Doudou Diène, Président de la Commission d’enquête des Nations Unies sur le Burundi.
By Lewis Mudge*
L’élection d’un nouveau président au Burundi a suscité l’espoir, parmi les partenaires internationaux, qu’un sombre chapitre de l’histoire de ce pays serait peut-être enfin clos. Il existe un certain optimisme que de nouvelles relations puissent être forgées avec le président Évariste Ndayishimiye et son administration, afin de mettre en place des réformes respectueuses des droits humains.
Mais ces espoirs ne devraient pas avoir pour contrepartie la fin d’un exercice indispensable, qui est l’examen par un organe indépendant de la situation des droits humains dans ce pays.
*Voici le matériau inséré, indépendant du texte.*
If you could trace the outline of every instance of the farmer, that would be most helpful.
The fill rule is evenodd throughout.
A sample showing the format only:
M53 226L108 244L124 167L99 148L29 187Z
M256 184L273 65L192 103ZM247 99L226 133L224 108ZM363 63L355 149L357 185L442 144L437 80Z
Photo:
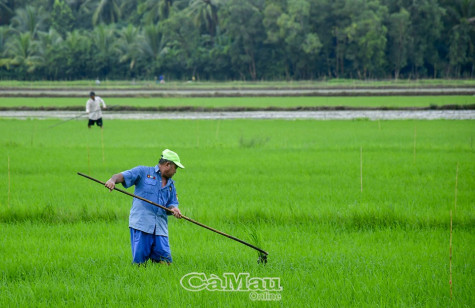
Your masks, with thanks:
M125 188L135 185L136 195L170 209L173 216L181 218L172 180L178 167L185 168L180 163L180 157L166 149L155 167L138 166L114 174L105 186L112 191L117 183L122 183ZM167 215L172 214L134 198L129 216L133 263L145 263L148 259L157 263L172 262Z
M89 93L90 99L87 100L86 102L86 112L89 114L89 122L87 123L87 127L91 128L94 123L97 124L100 128L102 128L102 112L101 112L101 106L106 109L106 103L104 103L104 100L100 98L99 96L96 96L96 93L91 92Z

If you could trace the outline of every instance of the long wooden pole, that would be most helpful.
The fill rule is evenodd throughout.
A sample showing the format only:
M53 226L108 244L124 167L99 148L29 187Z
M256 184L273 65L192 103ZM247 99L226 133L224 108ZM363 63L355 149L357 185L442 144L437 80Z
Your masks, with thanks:
M457 210L457 186L458 186L458 179L459 179L459 163L457 163L457 170L455 171L455 202L454 202L454 214Z
M363 192L363 147L360 148L360 185Z
M87 170L89 173L91 173L91 154L89 153L89 140L87 142Z
M417 140L417 128L414 125L414 163L416 163L416 140Z
M102 164L104 164L104 129L101 127Z
M89 180L92 180L92 181L97 182L97 183L102 184L102 185L105 185L105 184L106 184L106 183L104 183L104 182L102 182L102 181L99 181L99 180L97 180L97 179L95 179L95 178L93 178L93 177L90 177L90 176L88 176L88 175L86 175L86 174L84 174L84 173L81 173L81 172L78 172L78 175L83 176L83 177L85 177L85 178L87 178L87 179L89 179ZM170 209L168 209L168 208L166 208L166 207L164 207L164 206L162 206L162 205L160 205L160 204L157 204L157 203L155 203L155 202L153 202L153 201L150 201L150 200L148 200L148 199L139 197L139 196L137 196L137 195L131 194L131 193L129 193L129 192L125 191L125 190L122 190L122 189L120 189L120 188L117 188L117 187L116 187L116 188L114 188L114 190L117 190L117 191L119 191L119 192L121 192L121 193L123 193L123 194L129 195L129 196L131 196L131 197L140 199L140 200L145 201L145 202L147 202L147 203L150 203L150 204L152 204L152 205L155 205L155 206L157 206L157 207L159 207L159 208L161 208L161 209L164 209L165 211L167 211L167 212L169 212L169 213L173 213L172 210L170 210ZM210 230L210 231L213 231L213 232L216 232L216 233L221 234L221 235L223 235L223 236L226 236L227 238L230 238L230 239L232 239L232 240L235 240L235 241L237 241L237 242L239 242L239 243L241 243L241 244L244 244L244 245L246 245L246 246L248 246L248 247L254 248L255 250L257 250L257 251L263 253L264 256L267 256L267 255L268 255L268 253L267 253L266 251L260 249L259 247L254 246L254 245L252 245L252 244L249 244L249 243L247 243L247 242L245 242L245 241L243 241L243 240L240 240L240 239L238 239L237 237L234 237L234 236L229 235L229 234L226 234L226 233L224 233L224 232L222 232L222 231L219 231L219 230L216 230L216 229L214 229L214 228L211 228L211 227L209 227L209 226L207 226L207 225L205 225L205 224L202 224L202 223L200 223L200 222L198 222L198 221L196 221L196 220L193 220L193 219L191 219L191 218L189 218L189 217L186 217L186 216L184 216L184 215L182 215L181 218L183 218L183 219L185 219L185 220L188 220L189 222L192 222L192 223L194 223L194 224L196 224L196 225L198 225L198 226L200 226L200 227L203 227L203 228L208 229L208 230Z
M10 156L8 156L8 207L10 207Z
M450 299L452 299L452 210L450 210L449 288L450 288Z
M77 118L80 118L80 117L83 117L83 116L85 116L85 115L86 115L86 113L81 113L81 114L78 115L78 116L75 116L75 117L69 118L69 119L67 119L67 120L61 121L61 122L59 122L59 123L50 125L50 126L48 126L47 128L56 127L56 126L58 126L58 125L64 124L64 123L66 123L66 122L69 122L69 121L71 121L71 120L74 120L74 119L77 119Z

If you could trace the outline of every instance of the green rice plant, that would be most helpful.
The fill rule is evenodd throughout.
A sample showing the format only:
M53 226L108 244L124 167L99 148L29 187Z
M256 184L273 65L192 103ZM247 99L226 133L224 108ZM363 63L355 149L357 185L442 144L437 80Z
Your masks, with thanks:
M100 92L97 92L98 94ZM30 107L37 109L62 108L65 110L84 111L88 92L84 98L77 97L0 97L0 108ZM188 108L192 110L207 110L210 108L235 108L243 110L272 109L272 108L302 108L302 107L339 107L352 108L403 108L420 107L437 109L451 105L470 107L475 104L475 98L470 95L455 96L357 96L357 97L104 97L108 109L105 112L120 107L129 109L167 109Z
M264 241L262 239L262 235L259 233L259 231L254 225L249 225L249 226L242 225L242 226L246 230L247 240L249 241L249 243L251 243L252 245L256 247L265 247ZM263 252L257 251L257 257L258 257L257 263L267 263L267 255L264 254Z

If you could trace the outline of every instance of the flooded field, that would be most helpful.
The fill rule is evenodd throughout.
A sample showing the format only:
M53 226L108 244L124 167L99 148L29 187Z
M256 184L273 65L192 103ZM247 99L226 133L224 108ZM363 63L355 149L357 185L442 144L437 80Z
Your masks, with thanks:
M2 89L2 97L84 97L87 89ZM100 89L105 97L379 96L475 95L473 87L339 89Z
M335 110L335 111L236 111L236 112L103 112L104 119L314 119L314 120L475 120L475 110ZM72 119L86 114L74 111L0 111L0 118Z

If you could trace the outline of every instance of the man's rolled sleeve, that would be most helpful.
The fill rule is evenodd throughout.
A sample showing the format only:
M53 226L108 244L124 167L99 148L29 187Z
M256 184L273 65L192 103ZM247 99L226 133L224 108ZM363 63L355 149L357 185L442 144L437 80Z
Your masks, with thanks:
M124 177L124 182L122 183L122 185L125 188L129 188L130 186L135 185L137 180L140 178L141 170L142 166L138 166L133 169L122 172L122 176Z

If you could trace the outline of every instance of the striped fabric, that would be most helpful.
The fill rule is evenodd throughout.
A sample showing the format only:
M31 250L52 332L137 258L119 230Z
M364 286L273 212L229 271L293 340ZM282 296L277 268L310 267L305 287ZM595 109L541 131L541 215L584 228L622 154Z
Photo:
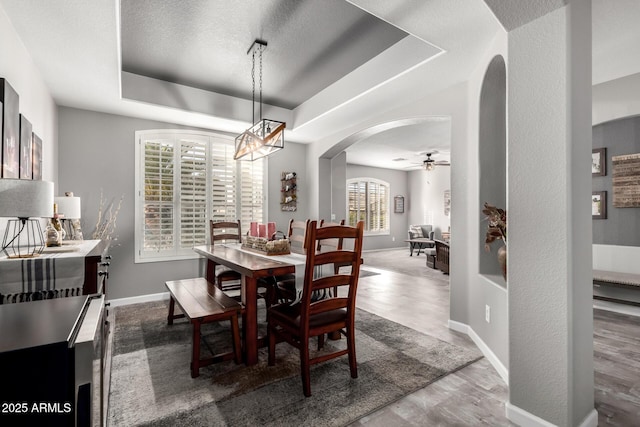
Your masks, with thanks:
M0 259L0 304L82 295L84 257L99 240L37 258Z

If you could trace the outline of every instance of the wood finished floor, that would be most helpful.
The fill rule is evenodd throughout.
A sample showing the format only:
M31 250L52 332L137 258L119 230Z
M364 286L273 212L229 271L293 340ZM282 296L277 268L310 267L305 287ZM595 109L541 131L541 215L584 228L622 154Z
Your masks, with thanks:
M360 279L358 307L443 341L474 346L469 337L447 326L448 280L366 268L381 274ZM599 426L640 426L639 337L640 317L594 310ZM352 426L512 426L505 416L508 393L507 385L483 358Z

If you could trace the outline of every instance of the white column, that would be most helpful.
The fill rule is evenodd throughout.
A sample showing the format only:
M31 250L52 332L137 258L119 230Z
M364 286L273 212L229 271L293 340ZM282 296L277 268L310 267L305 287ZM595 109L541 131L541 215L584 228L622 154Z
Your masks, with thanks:
M507 416L595 426L591 1L510 31L507 75Z

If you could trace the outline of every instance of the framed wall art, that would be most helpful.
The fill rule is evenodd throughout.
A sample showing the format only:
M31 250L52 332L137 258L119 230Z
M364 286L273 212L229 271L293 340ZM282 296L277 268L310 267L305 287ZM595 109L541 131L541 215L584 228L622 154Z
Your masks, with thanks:
M444 214L449 216L451 213L451 190L444 190Z
M35 133L33 134L33 165L31 170L32 179L40 181L42 179L42 139Z
M607 149L594 148L591 150L591 176L607 175Z
M640 207L640 153L613 156L614 208Z
M18 94L0 78L2 102L2 178L20 177L20 115Z
M404 213L404 196L395 196L393 198L393 212Z
M20 179L33 179L33 127L20 114Z
M607 219L606 191L594 191L591 193L591 218Z

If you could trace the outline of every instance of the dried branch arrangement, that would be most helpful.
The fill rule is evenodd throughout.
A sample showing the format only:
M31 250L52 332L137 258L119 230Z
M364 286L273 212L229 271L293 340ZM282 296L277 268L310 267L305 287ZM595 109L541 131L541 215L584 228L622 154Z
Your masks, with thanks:
M102 189L100 189L100 206L98 208L98 219L96 221L96 228L93 232L93 239L100 240L114 240L113 233L116 231L116 220L118 219L118 213L122 206L122 200L124 194L120 196L118 205L113 207L113 202L109 203L109 206L105 208L107 200L105 199Z

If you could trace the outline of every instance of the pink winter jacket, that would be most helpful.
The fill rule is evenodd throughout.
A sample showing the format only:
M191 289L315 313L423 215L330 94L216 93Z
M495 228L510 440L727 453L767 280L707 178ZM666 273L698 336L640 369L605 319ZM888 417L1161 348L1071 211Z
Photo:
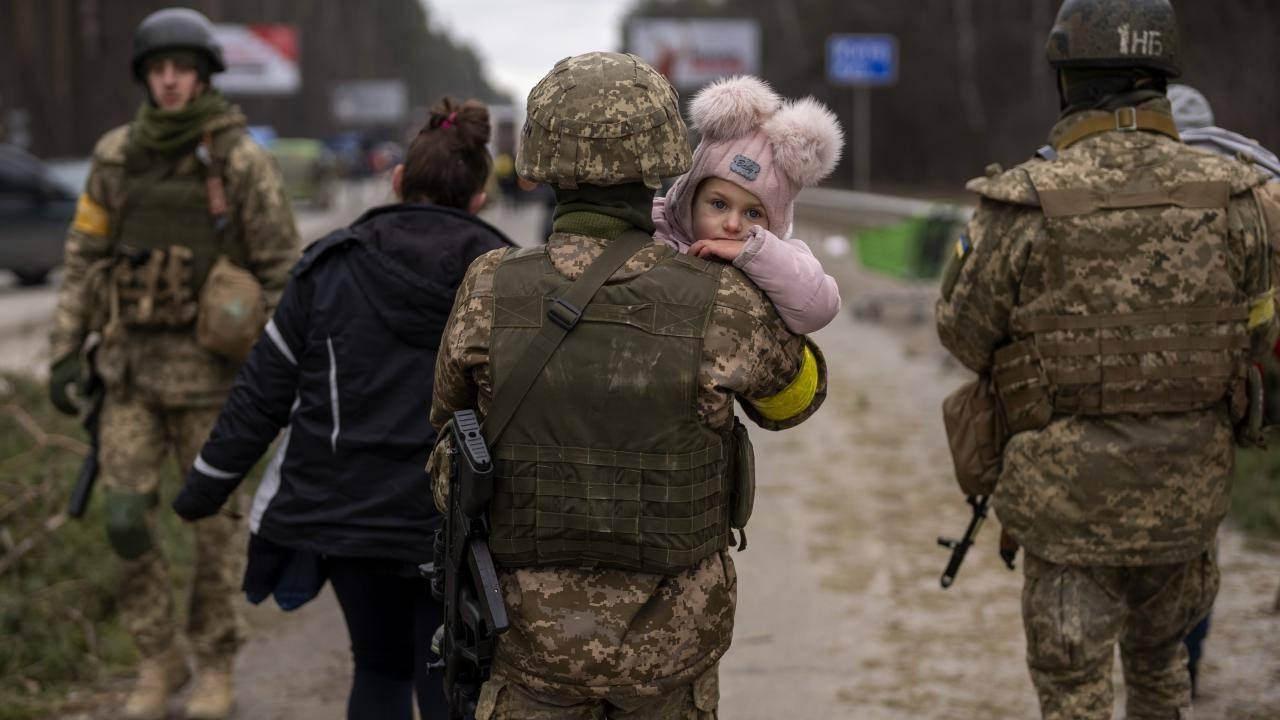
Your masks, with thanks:
M653 199L654 239L687 253L693 243L674 230L666 204L666 198ZM769 296L787 329L797 335L826 327L840 312L840 288L835 278L823 272L803 240L782 240L753 225L733 265Z

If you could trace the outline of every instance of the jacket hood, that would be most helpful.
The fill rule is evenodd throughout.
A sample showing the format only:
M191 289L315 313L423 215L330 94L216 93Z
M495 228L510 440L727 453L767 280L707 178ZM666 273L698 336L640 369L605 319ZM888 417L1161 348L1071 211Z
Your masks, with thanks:
M418 203L374 208L350 230L356 283L387 328L414 347L439 345L470 261L495 241L513 244L474 215Z

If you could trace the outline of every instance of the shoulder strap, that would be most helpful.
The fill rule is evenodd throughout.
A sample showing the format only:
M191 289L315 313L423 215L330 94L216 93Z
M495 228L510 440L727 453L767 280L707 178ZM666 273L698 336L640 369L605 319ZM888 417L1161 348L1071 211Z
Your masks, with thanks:
M634 229L627 230L605 246L604 254L587 267L564 295L551 301L551 307L547 310L547 320L550 322L542 323L542 329L516 360L507 381L502 384L502 387L494 390L493 404L489 407L489 414L485 416L482 428L485 442L489 443L490 448L497 445L498 438L507 429L511 418L515 417L516 410L520 408L533 383L542 374L547 361L555 354L556 348L560 347L565 336L578 324L582 311L591 304L596 291L603 287L632 255L652 244L653 237L648 233Z

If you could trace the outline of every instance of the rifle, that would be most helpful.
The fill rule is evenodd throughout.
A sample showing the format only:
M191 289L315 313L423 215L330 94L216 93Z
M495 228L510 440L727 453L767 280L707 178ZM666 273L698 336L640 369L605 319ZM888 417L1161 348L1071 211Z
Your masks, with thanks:
M431 592L444 603L444 625L432 650L444 666L449 717L475 716L480 686L489 678L499 635L507 631L507 608L498 572L489 553L486 516L493 498L493 462L480 422L472 410L459 410L446 426L454 455L449 477L449 512L436 531L434 562L423 566Z
M965 555L969 554L969 548L973 546L974 541L978 538L978 531L982 529L982 523L987 519L987 507L991 503L990 495L969 495L965 498L965 502L973 506L973 517L969 518L969 527L964 531L964 537L959 540L951 538L939 537L938 544L944 548L951 550L951 559L947 562L947 569L942 571L942 589L946 590L956 581L956 575L960 572L960 566L964 563ZM1012 538L1008 538L1004 533L1000 535L1000 558L1004 560L1004 564L1010 570L1014 569L1014 559L1018 555L1018 546L1013 542Z
M98 424L102 416L102 400L106 397L106 389L102 377L93 367L93 352L88 354L89 377L80 388L80 396L89 400L89 409L81 418L80 424L89 433L89 454L80 465L80 474L76 477L75 487L71 490L71 499L67 502L67 517L79 520L89 509L89 498L93 495L94 483L98 480Z

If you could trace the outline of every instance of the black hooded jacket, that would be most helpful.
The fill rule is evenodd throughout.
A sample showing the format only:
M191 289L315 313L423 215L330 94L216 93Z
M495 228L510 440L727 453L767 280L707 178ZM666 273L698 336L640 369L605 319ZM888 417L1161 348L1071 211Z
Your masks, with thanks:
M435 205L370 210L307 248L183 493L216 508L283 429L252 530L338 557L424 562L436 349L471 261L511 244Z

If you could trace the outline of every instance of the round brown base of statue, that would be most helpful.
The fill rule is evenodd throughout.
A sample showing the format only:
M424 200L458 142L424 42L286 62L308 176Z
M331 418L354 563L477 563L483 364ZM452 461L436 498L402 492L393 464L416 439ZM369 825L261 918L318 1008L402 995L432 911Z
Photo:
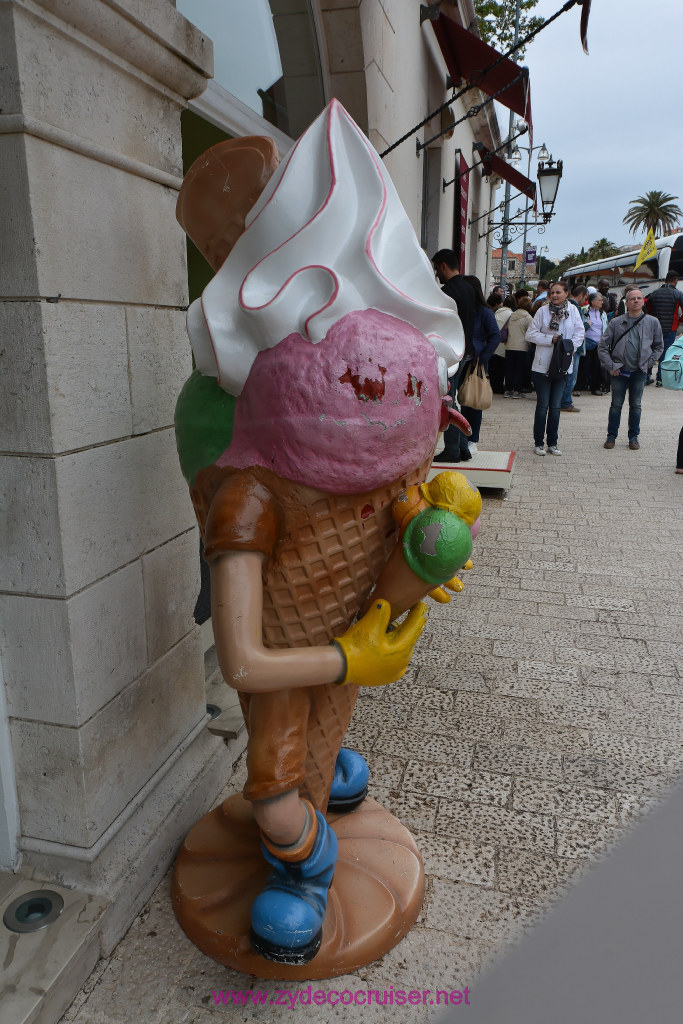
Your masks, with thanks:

Dans une lettre adressée récemment au Conseil des droits de l’homme des Nations Unies, 43 organisations, dont Human Rights Watch, ont exhorté les États membres à adopter une résolution prorogeant le mandat de la Commission d’enquête de l’ONU sur le Burundi.
Cette Commission a été créée en septembre 2016 pour enquêter sur les violations des droits humains et les abus commis au Burundi depuis le début de la crise en avril 2015 et, un an plus tard, elle a conclu qu’il existait des motifs raisonnables de croire que des crimes contre l’humanité avaient été commis. Son mandat a été prorogé chaque année depuis lors. À l’époque, l’Union européenne (UE) avait réagi fermement à la crise en annonçant la suspension de son soutien budgétaire direct au gouvernement burundais, et en imposant des sanctions ciblées à quatre individus – dont l’un est un haut responsable dans l’actuel gouvernement – présumés impliqués dans la répression.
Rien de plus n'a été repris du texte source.